Saint of the Day – 13 March – Bl Françoise Tréhet (1756-1794) Martyr, Religious Sister, Teacher, Apostle of Charity – born on 8 April 1756 in Saint-Mars-sur-la-Futaie, Mayenne, France and died by being guillotined on 13 March 1794 in Laval, Mayenne, France.
Françoise Tréhet was born on 8 April 1756 in a family of wealthy landowners, in Saint-Mars-sur-la-Futaie in Vendée. She made her vows to the Sisters of Charity and became a teacher and performed various works of charity.
In 1783, she was invited to Saint-Pierre-des-Landes to open a parish school. She was helped in this task by her sister Jeanne Véron, ten years her junior. The two nuns taught the class and assisted the sick of the parish.
With the taking of the Bastille and hate movements against the Church, the French Revolution shed the blood of the innocent, simply because they were Christians, because they refused to submit to the violent demands proposed by the powerful, unscrupulous revolutionaries who happily took advantage of their position to put into practice their visceral hatred against Christ and His Church.
France, the “eldest daughter of the Church” lived then the saddest pages of her history, yet so full of saints and blessed … But, as often said, “the blood of the martyrs is seed of Christians”, that is why the blood of all these martyrs of the French Revolution, during the period of terror, will bring to the homeland of Saint Remi and Saint Louis IX, many other glorious saints who in Paradise, serve us all.

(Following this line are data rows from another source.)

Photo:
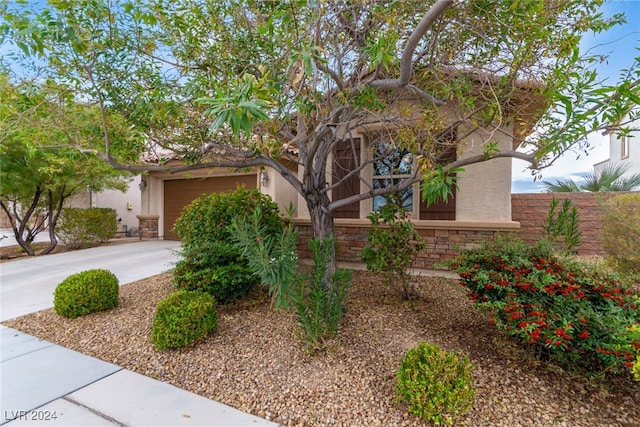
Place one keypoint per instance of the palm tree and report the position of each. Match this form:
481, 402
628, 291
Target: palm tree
609, 179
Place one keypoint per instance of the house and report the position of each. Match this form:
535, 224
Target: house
624, 151
480, 208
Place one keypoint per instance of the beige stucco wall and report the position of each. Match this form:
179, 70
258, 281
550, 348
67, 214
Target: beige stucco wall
127, 204
484, 192
279, 190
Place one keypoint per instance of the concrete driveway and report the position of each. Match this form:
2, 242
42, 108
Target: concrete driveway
27, 284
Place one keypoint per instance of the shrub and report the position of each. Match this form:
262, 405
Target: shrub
621, 231
272, 257
216, 268
561, 227
436, 385
182, 318
393, 246
86, 292
207, 217
210, 261
82, 227
318, 299
578, 315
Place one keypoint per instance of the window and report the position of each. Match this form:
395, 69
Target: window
624, 147
394, 165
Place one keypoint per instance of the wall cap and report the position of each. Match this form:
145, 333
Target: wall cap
428, 224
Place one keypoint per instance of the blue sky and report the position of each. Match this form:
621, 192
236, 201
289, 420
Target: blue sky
620, 43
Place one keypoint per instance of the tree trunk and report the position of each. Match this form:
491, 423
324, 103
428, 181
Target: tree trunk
54, 214
323, 226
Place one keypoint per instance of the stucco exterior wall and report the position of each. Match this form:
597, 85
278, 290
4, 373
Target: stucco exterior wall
127, 204
484, 189
280, 190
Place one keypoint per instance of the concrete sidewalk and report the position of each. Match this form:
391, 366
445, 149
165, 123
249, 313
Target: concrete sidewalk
49, 385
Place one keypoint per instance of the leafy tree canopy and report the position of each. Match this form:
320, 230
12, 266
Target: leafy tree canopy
48, 141
611, 178
246, 83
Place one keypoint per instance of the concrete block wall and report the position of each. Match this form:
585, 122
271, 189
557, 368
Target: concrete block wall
442, 243
531, 209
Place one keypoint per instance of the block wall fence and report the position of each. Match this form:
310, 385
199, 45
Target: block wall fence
531, 209
443, 241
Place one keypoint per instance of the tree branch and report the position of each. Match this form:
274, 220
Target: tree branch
406, 61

Francoise had a strong character and a strong will. She had predicted the torments of the revolution and refused to submit to the terror. Towards the end of February 1794, the two Sisters were denounced and condemned to the guillotine.
On 13 March, Francoise appeared at the Clement Commission, of sinister memory. She was accused of hiding priests and helping underground movements. She replied that every sick person was a brother in Jesus Christ and needed her care. She refused to shout “long life to the republic”, which condemned her to death by the guillotine.
She went to the scaffold, singing the Salve Regina. She was 37 years old. The same fate struck Jeanne a week later.
St Francoise’s relics are enshrined at the church of St-Pierre-des-Landes where she had taught. The two sisters were beatified on 19 June 1955 by Servant of God Pope Pius XII. (translated from French).